The Council of Ministers Approves the Draft Law on Money Laundering and Terrorism Financing 

Prime Minister Hun Sen presides over a meeting of the Council of Ministers. Photo: the prime minister’s Facebook page.  

Its terms are drafted according to national and international standard

PHNOM PENH—The Council of Ministers Friday (May 15) approved the draft law on money laundering and terrorism financing. 

This leaves the country four months to have the law adopted by the National Assembly and the Senate so that it can be signed into law and implemented according to international requirements, government spokesman Phay Siphan said. 

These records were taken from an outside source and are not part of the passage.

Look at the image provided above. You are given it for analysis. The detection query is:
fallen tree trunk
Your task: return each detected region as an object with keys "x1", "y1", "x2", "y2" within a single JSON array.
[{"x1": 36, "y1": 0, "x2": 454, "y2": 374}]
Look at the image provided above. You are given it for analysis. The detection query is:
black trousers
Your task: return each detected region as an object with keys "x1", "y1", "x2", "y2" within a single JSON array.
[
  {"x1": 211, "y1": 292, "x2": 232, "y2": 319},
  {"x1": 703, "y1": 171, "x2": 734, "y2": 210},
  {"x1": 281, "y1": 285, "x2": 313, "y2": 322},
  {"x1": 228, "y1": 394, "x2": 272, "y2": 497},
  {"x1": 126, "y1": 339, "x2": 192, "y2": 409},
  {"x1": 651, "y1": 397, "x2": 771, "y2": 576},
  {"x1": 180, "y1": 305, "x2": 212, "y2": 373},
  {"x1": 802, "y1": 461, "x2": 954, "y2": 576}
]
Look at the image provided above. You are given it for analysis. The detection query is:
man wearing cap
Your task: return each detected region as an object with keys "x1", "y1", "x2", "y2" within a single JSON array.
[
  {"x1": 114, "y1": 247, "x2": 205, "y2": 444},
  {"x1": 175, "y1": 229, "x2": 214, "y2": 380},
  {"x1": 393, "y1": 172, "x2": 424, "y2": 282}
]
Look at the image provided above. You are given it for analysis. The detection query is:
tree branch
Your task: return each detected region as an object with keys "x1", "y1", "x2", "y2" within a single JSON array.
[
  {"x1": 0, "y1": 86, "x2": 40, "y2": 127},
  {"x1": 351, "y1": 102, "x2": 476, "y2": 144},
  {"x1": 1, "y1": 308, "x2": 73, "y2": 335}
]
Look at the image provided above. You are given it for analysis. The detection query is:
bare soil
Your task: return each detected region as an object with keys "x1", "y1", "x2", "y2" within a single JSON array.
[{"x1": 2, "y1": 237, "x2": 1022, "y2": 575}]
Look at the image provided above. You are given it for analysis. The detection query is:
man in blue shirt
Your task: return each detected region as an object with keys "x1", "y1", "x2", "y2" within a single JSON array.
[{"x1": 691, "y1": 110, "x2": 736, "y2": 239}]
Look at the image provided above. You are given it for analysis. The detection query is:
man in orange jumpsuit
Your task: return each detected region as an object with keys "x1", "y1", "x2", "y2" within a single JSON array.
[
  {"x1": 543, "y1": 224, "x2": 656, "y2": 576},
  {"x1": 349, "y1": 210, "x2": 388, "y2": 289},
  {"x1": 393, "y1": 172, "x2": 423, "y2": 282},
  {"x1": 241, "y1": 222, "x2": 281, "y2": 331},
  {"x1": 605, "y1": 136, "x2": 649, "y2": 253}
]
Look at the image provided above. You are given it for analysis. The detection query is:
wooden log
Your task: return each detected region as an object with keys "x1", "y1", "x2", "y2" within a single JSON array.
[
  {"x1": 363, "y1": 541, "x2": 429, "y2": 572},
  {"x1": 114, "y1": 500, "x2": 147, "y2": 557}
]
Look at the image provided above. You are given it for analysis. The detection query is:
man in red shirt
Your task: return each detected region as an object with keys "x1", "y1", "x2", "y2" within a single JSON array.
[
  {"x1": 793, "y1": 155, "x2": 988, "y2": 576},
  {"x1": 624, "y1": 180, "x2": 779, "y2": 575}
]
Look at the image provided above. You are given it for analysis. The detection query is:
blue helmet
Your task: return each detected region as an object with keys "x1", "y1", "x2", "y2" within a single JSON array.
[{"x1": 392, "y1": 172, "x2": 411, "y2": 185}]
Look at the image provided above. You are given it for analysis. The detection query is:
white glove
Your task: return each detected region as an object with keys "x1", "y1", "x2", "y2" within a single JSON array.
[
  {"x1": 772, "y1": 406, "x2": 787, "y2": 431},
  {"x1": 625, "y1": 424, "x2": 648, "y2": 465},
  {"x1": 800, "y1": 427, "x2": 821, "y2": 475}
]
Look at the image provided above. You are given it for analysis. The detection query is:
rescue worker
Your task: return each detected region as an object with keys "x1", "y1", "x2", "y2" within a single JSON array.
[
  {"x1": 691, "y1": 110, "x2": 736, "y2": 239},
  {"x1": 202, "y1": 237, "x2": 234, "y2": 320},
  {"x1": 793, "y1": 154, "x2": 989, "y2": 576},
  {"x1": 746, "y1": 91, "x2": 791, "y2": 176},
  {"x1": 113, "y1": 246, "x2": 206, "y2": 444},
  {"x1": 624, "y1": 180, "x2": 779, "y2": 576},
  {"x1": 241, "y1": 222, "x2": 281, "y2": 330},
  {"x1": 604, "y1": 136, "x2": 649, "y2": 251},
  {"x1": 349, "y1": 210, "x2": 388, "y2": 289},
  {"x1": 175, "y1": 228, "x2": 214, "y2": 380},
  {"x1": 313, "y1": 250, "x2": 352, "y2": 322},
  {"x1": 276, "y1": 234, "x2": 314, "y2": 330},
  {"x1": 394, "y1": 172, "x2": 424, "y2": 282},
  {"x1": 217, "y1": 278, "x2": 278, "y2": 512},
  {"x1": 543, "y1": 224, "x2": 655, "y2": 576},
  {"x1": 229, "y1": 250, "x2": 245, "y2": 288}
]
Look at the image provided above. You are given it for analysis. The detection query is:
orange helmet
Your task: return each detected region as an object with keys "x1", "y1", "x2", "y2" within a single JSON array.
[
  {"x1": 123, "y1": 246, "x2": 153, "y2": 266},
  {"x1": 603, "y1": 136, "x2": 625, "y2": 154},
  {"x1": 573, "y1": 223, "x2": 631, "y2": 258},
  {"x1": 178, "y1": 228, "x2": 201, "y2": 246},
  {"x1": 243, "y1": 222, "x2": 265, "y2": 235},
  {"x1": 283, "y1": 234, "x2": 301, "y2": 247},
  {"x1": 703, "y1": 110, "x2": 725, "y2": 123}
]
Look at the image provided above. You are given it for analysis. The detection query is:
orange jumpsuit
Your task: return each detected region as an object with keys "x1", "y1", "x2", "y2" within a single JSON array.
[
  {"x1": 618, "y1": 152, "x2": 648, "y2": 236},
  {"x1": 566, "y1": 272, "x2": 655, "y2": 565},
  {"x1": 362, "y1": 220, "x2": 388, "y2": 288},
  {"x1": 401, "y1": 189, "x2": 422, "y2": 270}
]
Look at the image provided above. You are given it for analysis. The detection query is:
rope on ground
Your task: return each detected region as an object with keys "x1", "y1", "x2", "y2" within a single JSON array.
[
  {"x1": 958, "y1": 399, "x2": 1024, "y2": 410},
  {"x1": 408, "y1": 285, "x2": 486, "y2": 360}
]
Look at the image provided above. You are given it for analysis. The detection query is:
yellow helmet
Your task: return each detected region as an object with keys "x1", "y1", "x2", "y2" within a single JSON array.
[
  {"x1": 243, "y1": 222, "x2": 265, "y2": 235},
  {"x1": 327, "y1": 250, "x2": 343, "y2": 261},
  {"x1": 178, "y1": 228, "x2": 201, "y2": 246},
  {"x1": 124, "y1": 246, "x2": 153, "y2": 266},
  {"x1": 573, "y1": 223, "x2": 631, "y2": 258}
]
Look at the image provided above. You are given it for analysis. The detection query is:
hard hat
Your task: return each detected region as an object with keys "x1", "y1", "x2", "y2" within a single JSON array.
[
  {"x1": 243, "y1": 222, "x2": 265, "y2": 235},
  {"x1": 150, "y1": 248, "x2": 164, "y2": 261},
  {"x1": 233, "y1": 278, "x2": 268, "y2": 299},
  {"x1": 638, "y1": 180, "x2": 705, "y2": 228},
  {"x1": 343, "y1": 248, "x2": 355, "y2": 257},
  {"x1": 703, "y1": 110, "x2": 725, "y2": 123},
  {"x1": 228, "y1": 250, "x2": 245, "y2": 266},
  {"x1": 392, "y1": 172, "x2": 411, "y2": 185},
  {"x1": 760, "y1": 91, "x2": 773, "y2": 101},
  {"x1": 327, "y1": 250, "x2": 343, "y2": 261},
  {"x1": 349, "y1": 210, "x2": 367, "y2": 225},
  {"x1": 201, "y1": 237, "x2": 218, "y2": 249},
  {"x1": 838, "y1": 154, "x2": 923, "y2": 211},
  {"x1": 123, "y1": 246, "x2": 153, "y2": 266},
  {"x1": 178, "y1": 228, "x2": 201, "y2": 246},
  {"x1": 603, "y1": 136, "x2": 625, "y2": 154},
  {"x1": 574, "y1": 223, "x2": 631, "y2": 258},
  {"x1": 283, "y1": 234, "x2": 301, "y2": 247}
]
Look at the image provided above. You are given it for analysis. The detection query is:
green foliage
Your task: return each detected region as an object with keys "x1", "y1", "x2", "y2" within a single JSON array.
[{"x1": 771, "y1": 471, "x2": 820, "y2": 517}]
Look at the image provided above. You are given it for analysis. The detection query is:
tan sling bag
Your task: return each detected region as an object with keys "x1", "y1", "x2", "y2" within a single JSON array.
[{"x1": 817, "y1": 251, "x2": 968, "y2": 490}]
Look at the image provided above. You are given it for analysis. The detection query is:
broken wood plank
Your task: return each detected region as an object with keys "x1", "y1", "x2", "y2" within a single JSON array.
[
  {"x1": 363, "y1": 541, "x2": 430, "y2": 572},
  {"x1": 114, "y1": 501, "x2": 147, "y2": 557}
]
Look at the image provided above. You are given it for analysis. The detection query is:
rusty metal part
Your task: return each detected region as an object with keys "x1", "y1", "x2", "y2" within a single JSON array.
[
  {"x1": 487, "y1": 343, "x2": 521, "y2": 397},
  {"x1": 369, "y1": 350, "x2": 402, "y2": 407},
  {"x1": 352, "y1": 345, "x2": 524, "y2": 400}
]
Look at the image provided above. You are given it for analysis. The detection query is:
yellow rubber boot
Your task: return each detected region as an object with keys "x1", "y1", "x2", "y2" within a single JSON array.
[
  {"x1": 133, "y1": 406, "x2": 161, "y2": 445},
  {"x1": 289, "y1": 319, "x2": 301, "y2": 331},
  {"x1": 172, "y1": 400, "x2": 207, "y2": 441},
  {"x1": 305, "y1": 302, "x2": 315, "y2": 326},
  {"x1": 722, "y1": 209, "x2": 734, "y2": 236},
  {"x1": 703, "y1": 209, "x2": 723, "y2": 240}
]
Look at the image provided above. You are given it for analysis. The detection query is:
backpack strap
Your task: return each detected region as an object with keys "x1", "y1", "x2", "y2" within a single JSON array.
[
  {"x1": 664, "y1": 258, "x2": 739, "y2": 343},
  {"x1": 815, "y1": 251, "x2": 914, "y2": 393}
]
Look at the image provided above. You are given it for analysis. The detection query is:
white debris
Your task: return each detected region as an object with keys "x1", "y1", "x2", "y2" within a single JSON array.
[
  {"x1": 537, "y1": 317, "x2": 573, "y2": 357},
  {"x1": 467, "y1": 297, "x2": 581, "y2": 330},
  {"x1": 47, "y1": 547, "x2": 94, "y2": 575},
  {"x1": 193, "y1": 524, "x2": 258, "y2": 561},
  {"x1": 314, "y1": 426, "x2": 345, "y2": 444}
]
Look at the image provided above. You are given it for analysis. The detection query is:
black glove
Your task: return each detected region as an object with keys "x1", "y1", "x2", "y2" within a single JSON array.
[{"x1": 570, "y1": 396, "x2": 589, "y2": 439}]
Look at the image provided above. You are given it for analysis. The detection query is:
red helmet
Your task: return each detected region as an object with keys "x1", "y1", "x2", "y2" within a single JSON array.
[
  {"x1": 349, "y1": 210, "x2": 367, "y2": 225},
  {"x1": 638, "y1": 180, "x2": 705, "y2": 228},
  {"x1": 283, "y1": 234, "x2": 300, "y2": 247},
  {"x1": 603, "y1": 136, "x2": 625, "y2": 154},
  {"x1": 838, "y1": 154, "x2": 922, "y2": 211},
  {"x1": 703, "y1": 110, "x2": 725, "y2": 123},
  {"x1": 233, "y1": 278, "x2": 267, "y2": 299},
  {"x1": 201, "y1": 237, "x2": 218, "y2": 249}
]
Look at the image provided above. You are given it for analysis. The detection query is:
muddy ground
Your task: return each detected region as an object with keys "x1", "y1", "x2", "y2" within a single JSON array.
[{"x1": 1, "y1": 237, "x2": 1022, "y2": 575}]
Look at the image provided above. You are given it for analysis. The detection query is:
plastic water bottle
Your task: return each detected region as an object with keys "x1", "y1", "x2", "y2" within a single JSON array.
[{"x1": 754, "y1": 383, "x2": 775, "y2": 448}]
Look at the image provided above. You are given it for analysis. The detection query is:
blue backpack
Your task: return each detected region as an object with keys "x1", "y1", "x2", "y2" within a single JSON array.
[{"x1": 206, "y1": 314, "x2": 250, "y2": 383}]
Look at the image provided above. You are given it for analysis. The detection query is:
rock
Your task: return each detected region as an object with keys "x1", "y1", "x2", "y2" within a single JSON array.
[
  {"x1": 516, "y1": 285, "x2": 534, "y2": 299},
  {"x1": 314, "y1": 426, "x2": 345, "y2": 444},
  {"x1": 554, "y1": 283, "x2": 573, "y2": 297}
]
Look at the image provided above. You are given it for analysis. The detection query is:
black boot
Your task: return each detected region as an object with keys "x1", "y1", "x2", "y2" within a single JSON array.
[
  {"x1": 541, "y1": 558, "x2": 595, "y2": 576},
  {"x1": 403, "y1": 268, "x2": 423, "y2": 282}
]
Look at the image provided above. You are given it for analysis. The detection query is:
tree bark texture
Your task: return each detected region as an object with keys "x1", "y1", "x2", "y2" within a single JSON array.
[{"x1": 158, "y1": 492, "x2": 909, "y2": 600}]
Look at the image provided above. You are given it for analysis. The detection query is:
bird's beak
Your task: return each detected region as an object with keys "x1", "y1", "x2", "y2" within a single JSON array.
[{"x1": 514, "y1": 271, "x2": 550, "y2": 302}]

"It is the purpose of the government and the National Bank to improve the laws that Cambodia applies as a member of the Asia Pacific Group (APG) on Money Laundering," he said—a group of which the country has been a member since 2004. 

In February 2019, the country was put on the APG’s grey list, which indicated that Cambodia had to take measures to strengthen its strategy and develop legal tools to address terrorism financing and money laundering by May 2020 and have them implemented into law by September 2020, Siphan said. 

The APG found that Cambodia had not sufficiently put legal tools in place to prosecute money laundering and terrorism financing in line with international standards.

And yet, Cambodia, which was put on the APG grey list in 2011, had been removed from that list in 2015 following measures put in place by the government, Siphan said. 

Cambodia’s draft law on money laundering and terrorism financing also comes as the European Commission is intensifying its scrutiny of countries posing money-laundering risks,  and is looking into creating a new body to help police financial crimes and monitor banks, Siphan said. 

The European Commission is also considering putting Cambodia and 11 other countries on the list of countries that pose a serious threat to the European Union’s financial system due to failure to tackle money laundering and terrorism financing, he said. 

The Financial Action Task Force, which is an inter-governmental body that develops policy against money laundering, has also recommended that Cambodia strengthen its legislation.

Still, the draft law approved by the Council of Ministers is not meant to satisfy international entities, Siphan said. "It is the goal of the government and the National Bank to improve…the laws that Cambodia applies as a member of the Asia Pacific Group on Money Laundering," he said. 

Last year, Cambodia cracked down on five such cases, seizing more than $7 million dollars. 

Transparency International’s 2019 Corruption Perceptions Index ranked Cambodia 162 out of 180 countries, the 180th country listed being the most corrupt.